Exemple: Le Petit Thalamus de Montpellier Plusieurs onglets côte-à-côte (image numérisée, texte balisé, commentaire historique).
On peut aussi proposer des manières plus immédiates pour le lecteur de comprendre le contenu du texte (ex. visualisation des personnages, du contenu du texte).
Autre méthode: diversifier le paratexte, contenant des informations autour du texte établi.
Visualisation des données par type de personne citée. Ex. visualisation géographique sous forme de carte interactive permettant de se promener sur les aires géographiques qui correspondent aux lieux bien particuliers cités dans le récit.
Autre visualisation: une visualisation chronologique Exemple: William Godwin’s diary
On peut circuler via le calendrier, mais aussi filtrer en fonction des types d’événements (repas, lectures, etc.).
Outils de comparaison: on propose au lecteur d’accéder au texte final établi, mais aussi aux transcriptions des manuscrits: on va au-delà des transcriptions, on propose au lecteur de mettre en place un comparatif et de lui laisser choisir la version matrice.
La comparaison peut se faire sur des textes, mais aussi sur d’autres supports comme des images.
L’un des avantages du numérique est qu’il permet de montrer un travail en cours sans qu’il ne soit encore terminé, en présentant les différentes étapes.
Les éditions numériques proposent des formulaires pour que les lecteurs puissent apporter des remarques, proposer des corrections aux éditeurs.
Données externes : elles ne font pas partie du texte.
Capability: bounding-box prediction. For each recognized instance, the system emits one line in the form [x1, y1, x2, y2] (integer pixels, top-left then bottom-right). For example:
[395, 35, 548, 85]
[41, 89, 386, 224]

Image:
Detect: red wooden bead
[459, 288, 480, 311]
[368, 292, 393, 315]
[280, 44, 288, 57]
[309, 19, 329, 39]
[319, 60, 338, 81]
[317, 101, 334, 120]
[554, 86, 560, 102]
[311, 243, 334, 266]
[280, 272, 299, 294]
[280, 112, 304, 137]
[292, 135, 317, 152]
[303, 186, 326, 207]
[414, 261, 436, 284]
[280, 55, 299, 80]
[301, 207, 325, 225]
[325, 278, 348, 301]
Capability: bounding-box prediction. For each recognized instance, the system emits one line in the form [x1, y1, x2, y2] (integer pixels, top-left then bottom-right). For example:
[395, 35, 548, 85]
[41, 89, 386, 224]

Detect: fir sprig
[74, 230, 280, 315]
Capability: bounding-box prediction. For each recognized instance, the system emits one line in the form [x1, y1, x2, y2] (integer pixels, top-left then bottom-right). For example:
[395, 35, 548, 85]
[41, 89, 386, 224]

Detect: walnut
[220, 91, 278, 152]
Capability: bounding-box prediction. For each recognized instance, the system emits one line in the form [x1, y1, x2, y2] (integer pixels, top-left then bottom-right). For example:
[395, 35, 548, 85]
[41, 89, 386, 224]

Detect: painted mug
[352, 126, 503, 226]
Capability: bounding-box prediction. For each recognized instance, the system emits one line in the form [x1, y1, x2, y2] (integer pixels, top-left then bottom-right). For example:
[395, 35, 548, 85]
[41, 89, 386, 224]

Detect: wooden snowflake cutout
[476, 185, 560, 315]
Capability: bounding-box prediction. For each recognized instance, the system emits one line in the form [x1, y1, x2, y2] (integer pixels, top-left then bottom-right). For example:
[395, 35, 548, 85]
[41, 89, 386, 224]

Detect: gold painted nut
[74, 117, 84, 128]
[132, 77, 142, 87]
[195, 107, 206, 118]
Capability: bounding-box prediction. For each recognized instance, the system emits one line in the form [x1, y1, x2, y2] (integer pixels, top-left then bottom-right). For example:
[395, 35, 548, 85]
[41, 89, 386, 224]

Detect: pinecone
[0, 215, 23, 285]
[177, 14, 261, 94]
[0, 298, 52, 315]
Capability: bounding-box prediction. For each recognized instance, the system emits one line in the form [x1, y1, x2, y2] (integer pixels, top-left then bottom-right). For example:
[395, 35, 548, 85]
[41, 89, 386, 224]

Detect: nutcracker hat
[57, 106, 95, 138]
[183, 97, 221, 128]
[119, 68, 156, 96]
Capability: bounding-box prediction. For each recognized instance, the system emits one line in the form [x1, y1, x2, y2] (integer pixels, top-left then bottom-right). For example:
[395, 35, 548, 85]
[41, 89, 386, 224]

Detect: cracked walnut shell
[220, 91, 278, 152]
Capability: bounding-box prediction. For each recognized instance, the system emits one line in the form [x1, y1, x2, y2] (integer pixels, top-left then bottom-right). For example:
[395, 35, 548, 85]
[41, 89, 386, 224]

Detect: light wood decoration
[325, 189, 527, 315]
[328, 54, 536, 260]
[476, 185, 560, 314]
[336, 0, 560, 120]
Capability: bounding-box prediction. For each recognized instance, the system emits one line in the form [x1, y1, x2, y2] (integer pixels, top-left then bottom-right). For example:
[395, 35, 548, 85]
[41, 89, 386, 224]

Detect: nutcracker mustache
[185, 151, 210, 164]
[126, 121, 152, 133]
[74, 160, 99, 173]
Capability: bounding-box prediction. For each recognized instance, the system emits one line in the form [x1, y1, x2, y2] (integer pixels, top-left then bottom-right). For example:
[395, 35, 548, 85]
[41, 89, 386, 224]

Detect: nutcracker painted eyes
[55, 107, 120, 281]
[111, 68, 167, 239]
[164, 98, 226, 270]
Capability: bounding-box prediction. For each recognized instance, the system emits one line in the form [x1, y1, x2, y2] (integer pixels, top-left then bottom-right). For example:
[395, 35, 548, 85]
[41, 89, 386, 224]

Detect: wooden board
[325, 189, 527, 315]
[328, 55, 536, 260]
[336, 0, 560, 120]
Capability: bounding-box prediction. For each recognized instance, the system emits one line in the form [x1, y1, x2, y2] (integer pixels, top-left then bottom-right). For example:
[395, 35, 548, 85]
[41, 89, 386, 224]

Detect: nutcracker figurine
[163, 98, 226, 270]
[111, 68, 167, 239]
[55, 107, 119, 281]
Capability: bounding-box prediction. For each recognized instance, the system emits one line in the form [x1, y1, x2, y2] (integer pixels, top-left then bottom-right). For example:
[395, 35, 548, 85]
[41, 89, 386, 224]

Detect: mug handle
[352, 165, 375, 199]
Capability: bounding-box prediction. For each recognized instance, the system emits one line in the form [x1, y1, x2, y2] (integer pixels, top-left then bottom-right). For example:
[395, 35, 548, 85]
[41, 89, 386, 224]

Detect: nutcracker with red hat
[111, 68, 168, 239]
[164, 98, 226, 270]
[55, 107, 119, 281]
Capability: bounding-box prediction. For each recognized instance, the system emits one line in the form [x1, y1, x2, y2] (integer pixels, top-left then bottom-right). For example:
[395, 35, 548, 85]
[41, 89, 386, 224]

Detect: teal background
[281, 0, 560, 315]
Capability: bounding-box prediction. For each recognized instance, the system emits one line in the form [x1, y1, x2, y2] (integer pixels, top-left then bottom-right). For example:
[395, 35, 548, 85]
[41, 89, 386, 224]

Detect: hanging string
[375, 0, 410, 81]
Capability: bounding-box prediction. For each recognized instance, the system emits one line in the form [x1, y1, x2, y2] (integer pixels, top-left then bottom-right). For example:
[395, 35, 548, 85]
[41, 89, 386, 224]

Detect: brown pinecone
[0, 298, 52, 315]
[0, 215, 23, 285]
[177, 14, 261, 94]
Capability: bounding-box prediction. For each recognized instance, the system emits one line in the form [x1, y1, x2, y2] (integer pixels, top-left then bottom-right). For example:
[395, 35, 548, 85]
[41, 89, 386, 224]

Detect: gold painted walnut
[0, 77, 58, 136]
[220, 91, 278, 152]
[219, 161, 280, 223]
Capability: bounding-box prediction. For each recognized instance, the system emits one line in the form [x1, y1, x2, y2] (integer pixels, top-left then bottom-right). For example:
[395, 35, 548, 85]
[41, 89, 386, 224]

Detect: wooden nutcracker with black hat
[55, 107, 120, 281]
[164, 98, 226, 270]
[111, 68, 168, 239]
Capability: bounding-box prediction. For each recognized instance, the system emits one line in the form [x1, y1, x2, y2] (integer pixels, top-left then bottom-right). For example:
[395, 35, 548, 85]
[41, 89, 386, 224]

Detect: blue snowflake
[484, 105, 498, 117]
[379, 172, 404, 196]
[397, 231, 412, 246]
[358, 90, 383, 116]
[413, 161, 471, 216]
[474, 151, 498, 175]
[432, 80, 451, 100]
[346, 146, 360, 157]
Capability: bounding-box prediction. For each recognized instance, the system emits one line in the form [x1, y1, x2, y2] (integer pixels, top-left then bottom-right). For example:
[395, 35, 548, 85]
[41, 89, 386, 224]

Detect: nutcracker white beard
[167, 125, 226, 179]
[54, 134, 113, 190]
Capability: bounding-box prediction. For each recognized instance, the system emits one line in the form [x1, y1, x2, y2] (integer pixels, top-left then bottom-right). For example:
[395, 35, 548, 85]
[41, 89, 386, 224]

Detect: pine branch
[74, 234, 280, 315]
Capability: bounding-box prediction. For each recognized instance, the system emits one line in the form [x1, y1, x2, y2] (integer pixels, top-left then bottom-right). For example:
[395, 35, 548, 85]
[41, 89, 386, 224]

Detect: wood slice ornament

On tient ainsi en compte le public, le lectorat, de manière beaucoup plus prégnante.
Les moteurs de recherche adaptés aux contenus sont beaucoup plus détaillés et indexés, permettent un parcours paramétrable par le lecteur. Ce sont des super moteurs de recherche, des browsers ou navigateurs.
L’édition critique numérique et XML/TEI
La première étape en est une de l’encodage du texte en langage XML. Le texte pourra alors servir de texte matrice.
Le XML est un «méta-langage», c’est une grande famille de langages qui permettent d’encoder différents types de contenus (textes, formules mathématiques, partitions musicales). Il y a généralement deux niveaux, un niveau structurel et un niveau sémantique.